The mellower tracks on the album take some patience to reveal their intrigue. It’s a little reward from repeated listens, as you’ll find tracks like “A Thousand Eyes” and “I.O.U.” begin to become equally as addictive to the more aggressive ones like “Warratorium.”

“White HatsBlack Hats” is the track most reminiscent of “The Real Thing” era, early-Patton Faith No More, with some brief high notes and harmonies that will remind you of “From Out of Nowhere” and “Falling to Pieces.” Other tracks harness bits of early Tomahawk, Fantômas, late 90’s Faith No More, and vintage The Jesus Lizard noise, which combines to make a really refreshing straight-up alternative metal/rock album.

The first single released, “Stone Letter,” is an accessible track that was a smart decision as the first single. While it isn’t representative of the overall sound of the album, “Stone Letter” is a song that would be a refreshing change of pace on today’s rock radio scene (be sure to request it if you still happen to listen to the radio). There are few people that won’t enjoy the “King for a Day… Fool for a Lifetime” nostalgia this track develops.
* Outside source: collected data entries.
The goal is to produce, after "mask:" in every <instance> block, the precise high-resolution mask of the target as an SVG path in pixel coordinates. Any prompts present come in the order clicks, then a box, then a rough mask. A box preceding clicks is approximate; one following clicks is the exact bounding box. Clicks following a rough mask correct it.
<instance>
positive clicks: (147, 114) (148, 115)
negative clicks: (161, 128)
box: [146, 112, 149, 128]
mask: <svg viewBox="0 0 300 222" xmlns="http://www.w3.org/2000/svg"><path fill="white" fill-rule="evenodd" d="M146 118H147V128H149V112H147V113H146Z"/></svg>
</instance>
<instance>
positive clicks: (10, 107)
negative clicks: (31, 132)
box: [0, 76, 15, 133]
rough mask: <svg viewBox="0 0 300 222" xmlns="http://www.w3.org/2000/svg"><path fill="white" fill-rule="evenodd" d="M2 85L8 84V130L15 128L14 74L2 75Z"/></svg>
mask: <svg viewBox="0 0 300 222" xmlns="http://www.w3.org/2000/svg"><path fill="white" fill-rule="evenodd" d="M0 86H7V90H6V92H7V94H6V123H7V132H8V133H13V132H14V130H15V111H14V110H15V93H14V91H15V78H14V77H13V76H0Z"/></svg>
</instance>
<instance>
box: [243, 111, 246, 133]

Track number 9, “South Paw,” may be the “God Hates a Coward” of this album. It begins with an immediately infectious beat,  changing into Patton’s  signature delicate, soft-spoken verse that  slowly builds to a heavy, intense chorus. All the while,  the driving beat enslaves your inner ear courtesy of ex-Helmet drummer John Stanier , propelling  the song forward to another catchy Denison guitar riff. It’s hard not to love  this distorted, 90’s style noise-guitar rock combined with a hooky chorus, nonsensical lyrics “You rubbed me so wrong, with the south paw”, and Helmet-like unstoppable beat.

Bassist Trevor Dunn (Mr. Bungle, Secret Chiefs 3),  is an addition on this album, adding a heavy, distinct bass sound that is a welcome addition to Tomahawk, complimenting Duane Denison’s guitar work nicely.

Musically, the groove of Oddfellows feels like music to drive to. There aren’t many tracks on this album that are “skippers,” it’s one of those rare set-it-and-forget it releases that come about only a few times a year. This is Tomahawk’s strongest release since their debut album, and perhaps more important in the world of alternative metal and rock today.

Be prepared to add Oddfellows to your favorites playlist and have these tracks permanently implanted into your brain, this one’s a keeper.

Essential tracks: Rise Up Dirty Waters, South Paw, White HatsBlack Hats, Warratorium, I.O.U 

We also recently added this album to our top metal albums of 2013, where it ranks near the top. Months after its release, we’re still playing this album. Highly recommended!